# why does createtorrent take SO long?



## wonslung (Sep 9, 2009)

I've been using the createtorrent program from /usr/ports/net-p2p/createtorrent and it is unusually slow.  I'm wondering if this is the norm for this software and if there is a better option.  I use rtorrent as my client so i NEED to be able to create new torrents, i thought this program was the best option for me but i'm wondring if i am wrong..

any ideas?


----------



## graudeejs (Sep 9, 2009)

try creating torrents with
net-p2p/transmission-cli
I think it's pretty fast


----------



## wonslung (Sep 9, 2009)

killasmurf86 said:
			
		

> try creating torrents with
> net-p2p/transmission-cli
> I think it's pretty fast



yes, thanks, it's VERY fast....i don't understand why /usr/ports/net-p2p/createtorrent is so slow but just to give you an idea, a 1.2 gb torrent took over one hour to make, with /usr/ports/net-p2p/transmission-cli it took 35 seconds....and the syntax is virtually the same...thanks so much....

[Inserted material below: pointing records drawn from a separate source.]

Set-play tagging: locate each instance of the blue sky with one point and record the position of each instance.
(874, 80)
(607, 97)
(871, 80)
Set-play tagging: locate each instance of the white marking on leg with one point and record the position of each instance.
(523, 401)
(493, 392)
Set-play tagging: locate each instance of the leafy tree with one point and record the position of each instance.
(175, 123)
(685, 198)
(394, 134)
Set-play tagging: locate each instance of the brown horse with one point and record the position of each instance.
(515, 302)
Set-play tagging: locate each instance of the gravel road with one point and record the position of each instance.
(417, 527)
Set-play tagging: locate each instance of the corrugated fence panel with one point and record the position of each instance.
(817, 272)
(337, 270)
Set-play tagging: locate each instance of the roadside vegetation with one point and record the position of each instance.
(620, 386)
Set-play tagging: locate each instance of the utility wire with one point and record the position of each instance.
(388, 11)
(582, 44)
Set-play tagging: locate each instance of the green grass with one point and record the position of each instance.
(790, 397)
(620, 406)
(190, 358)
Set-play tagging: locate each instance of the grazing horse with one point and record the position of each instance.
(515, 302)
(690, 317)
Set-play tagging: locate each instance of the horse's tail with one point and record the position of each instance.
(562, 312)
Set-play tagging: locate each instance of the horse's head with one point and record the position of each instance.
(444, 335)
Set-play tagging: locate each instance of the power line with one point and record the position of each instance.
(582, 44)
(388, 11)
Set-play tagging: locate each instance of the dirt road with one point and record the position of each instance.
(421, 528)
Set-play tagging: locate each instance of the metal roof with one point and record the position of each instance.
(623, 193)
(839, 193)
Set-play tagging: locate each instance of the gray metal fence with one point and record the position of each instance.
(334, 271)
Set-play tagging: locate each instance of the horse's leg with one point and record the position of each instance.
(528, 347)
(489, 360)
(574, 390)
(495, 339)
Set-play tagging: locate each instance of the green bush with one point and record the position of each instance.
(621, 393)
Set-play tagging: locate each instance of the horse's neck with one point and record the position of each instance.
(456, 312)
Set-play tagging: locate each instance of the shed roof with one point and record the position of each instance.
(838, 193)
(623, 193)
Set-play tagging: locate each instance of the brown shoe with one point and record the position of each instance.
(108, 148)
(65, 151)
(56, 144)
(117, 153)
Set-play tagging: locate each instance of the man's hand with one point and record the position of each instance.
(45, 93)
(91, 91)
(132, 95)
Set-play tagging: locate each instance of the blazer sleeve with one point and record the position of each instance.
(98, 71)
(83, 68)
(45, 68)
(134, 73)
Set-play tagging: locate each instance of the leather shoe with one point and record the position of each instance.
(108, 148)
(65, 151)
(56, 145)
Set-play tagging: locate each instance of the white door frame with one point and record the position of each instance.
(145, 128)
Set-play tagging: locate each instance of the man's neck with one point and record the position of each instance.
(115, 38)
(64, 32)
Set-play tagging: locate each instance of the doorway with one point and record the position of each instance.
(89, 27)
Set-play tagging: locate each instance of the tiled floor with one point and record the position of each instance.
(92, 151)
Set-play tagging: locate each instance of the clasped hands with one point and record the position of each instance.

I wonder if that program has some "linuxism" in the code making it SUCK on freebsd


----------



## graudeejs (Sep 9, 2009)

Wow, that was REALLY SLOOOOOOOOOOW


you may also want to check
net-p2p/transmission-daemon and www/transmission-web

there's also net-p2p/transmission-gtk2


----------



## Aprogas (Sep 9, 2009)

I am guessing createtorrent has very poorly written checksum/hashing code and/or it uses way too much memory and has to swap all the time.


----------



## wonslung (Sep 10, 2009)

transmission-cli is perfect.  I use rtorrent mostly for my actual torrent needs, and the rutorrent front-end.  The main developer of rutorrent has made some great plugins for it, one of them uses createtorrent to make torrents.  I think it must work fine on linux....i've informed him of the issue with it on FreeBSD and i'm pretty sure he'll add support for transmission-cli.  The syntax is VERY similar so i doubt it's REALLY hard.

I've also emailed the developers of createtorrent to let them know how bad it is on FreeBSD....It shouldn't take an hour to make a signle torrent.


EDIT:
if anyone cares, the developer of the rutorrent webui for rtorrent has added transmissioncli as another options instead of createtorrent for the create plugin.  thanks again for the suggestion to try this. Just thought i'd edit the post as a followup if anyone cared.


----------